Le gramophone

Peinture de Jimmy Lawlor
Peinture de Jimmy Lawlor

 

Il était une fois un gramophone oublié dans un grenier. Pas un « faux-nographe », comme on en trouve chez certains brocanteurs. Un vrai de vrai, avec un pavillon en tôle imitation cuivre et une manivelle qui permet de tendre le ressort dissimulé au fond de ses entrailles. 

 

Il était flanqué d’une boîte pleine de 78 tours : « Lakmé », « Les mousquetaires au couvent », « Les cloches de Corneville », « Le pays du sourire », etc.

Dans des temps très anciens, l’antique instrument avait enchanté les mélomanes de la famille. L’expression tient presque du pléonasme. En effet, ils l’étaient tous. D’Alphonse, l’aïeul, qui avait assisté à la première de « La fille de Madame Angot », à Cécile, la petite dernière, qui apprenait le chant et la flûte traversière au conservatoire municipal. 

 

A l’issue des repas de familles, sous l’oreille bienveillante, quoique un tantinet ironique, de l’ancêtre du MP3, Tonton Marcel entonnait de sa belle voix de baryton : 

 

« Pour faire un brave mousquetaire

Il faut avoir l’esprit joyeux… »

 

Et tous les convives reprenaient en chœur et à plusieurs voix, dont celle de fausset de la cousine Hortense :

 

« Bon cœur et mauvais caractère,

Bien manger et boire encore mieux. »

 

 

Lorsque le répertoire était épuisé, le gramophone prenait le relai. On poussait les meubles contre les murs de la vaste salle à manger et les couples se formaient pour tournoyer aux accents de la « Valse triste » ou du « Danube bleu ».

 

Venait bientôt l’heure exquise où les corps éreintés par les chants, la danse et la bonne chère s’affalaient sur les sofas.
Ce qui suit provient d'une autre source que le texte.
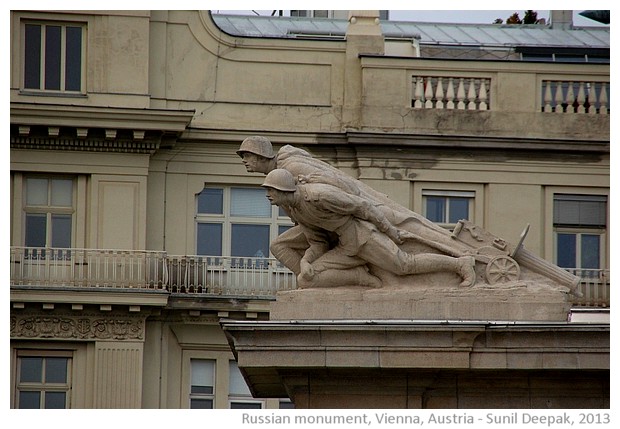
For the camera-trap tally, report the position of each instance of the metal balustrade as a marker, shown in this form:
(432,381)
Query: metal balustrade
(594,286)
(200,275)
(99,268)
(226,275)
(135,269)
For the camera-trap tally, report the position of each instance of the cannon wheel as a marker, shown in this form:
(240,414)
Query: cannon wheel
(502,269)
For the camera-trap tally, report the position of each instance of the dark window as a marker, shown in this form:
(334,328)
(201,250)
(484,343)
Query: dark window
(53,57)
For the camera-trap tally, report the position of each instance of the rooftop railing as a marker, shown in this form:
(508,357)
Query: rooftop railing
(192,275)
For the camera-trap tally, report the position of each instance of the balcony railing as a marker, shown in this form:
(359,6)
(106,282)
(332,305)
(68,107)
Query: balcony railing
(225,275)
(134,269)
(200,275)
(594,286)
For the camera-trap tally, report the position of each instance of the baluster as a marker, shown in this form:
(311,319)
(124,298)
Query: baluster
(547,97)
(450,94)
(581,98)
(570,98)
(471,95)
(559,98)
(439,94)
(592,99)
(603,99)
(460,95)
(428,94)
(483,95)
(419,93)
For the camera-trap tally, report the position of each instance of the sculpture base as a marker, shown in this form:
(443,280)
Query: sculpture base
(516,301)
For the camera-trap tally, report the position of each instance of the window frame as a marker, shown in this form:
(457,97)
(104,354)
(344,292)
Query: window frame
(579,232)
(63,24)
(448,195)
(237,397)
(275,221)
(44,387)
(550,247)
(49,210)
L’instrument diffusait alors des extraits des « Pêcheurs de perles » et l’on reprenait en chœur l’air de Nadir : « Je crois entendre encore… » que des décennies plus tard Catherine Frot et André Dussolier, alias Prudence et Bélisaire Beresford, entonneraient dans leur cabriolet du film « Mon petit doigt m’a dit ».

 

 

Mais ce bon vieux temps n’est plus. Cécile, la petite dernière, est décédée à 93 ans entourée de sa descendance. Après moultes négociations, ses biens meubles ont été répartis de la façon la moins inéquitable possible. Mais si l’on s’arracha la ménagère en vermeil ou la commode en merisier, le gramophone ne trouva pas preneur.

 

« On pourrait peut-être le mettre sur E.Bay ? proposa Charles-Edouard qui préparait le concours d’entrée à HEC »

 

 

C’est ainsi que l’instrument se retrouva dans une masure perdue au fin fond de l’Auvergne profonde. Son nouveau propriétaire y vivait « à l'écart de la place publique, serein, contemplatif, ténébreux, bucolique ». Bricoleur averti, l’anachorète nettoya patiemment les disques et refit une santé à l’antique gramophone. En quelques jours, l’un et les autres avaient retrouvé leurs performances d’antan.

 

Mais s’il aimait écouter des opérettes, le soir au coin de l’âtre, le véritable dessein du rustique mélomane était de les entendre en plein air. Pour transporter son matériel, il aménagea donc un sac à dos sur claie qui jadis avait connu les chemins de Katmandou.

 

 

Désormais, du promontoire au « coin de verdure où chante une rivière », tout zone propice au picnic ou à la bagatelle lui tient lieu de salle de concert. Si les sansonnets et les grives musiciennes accompagnent spontanément les sopranos et les ténors dans leurs roucoulades, il n’est pas rare que des lièvres ou des chevreuils se risquent à proximité pour s’en mettre plein les oreilles.

 

Mais à ce jour, je ne sache pas qu’un.e bipède ait pu en profiter. 

Il n’est cependant pas exclus qu’une randonneuse mélomane puisse un jour de Noël s’écarter des sentiers balisés et se retrouver devant un gramophone posé sur un muret de pierre, un rouge-gorge posé sur son pavillon en tôle imitation cuivre, et diffusant la « Valse des flocons de neige » de Piotr Ilitch Tchaikovski dans un paysage de circonstance.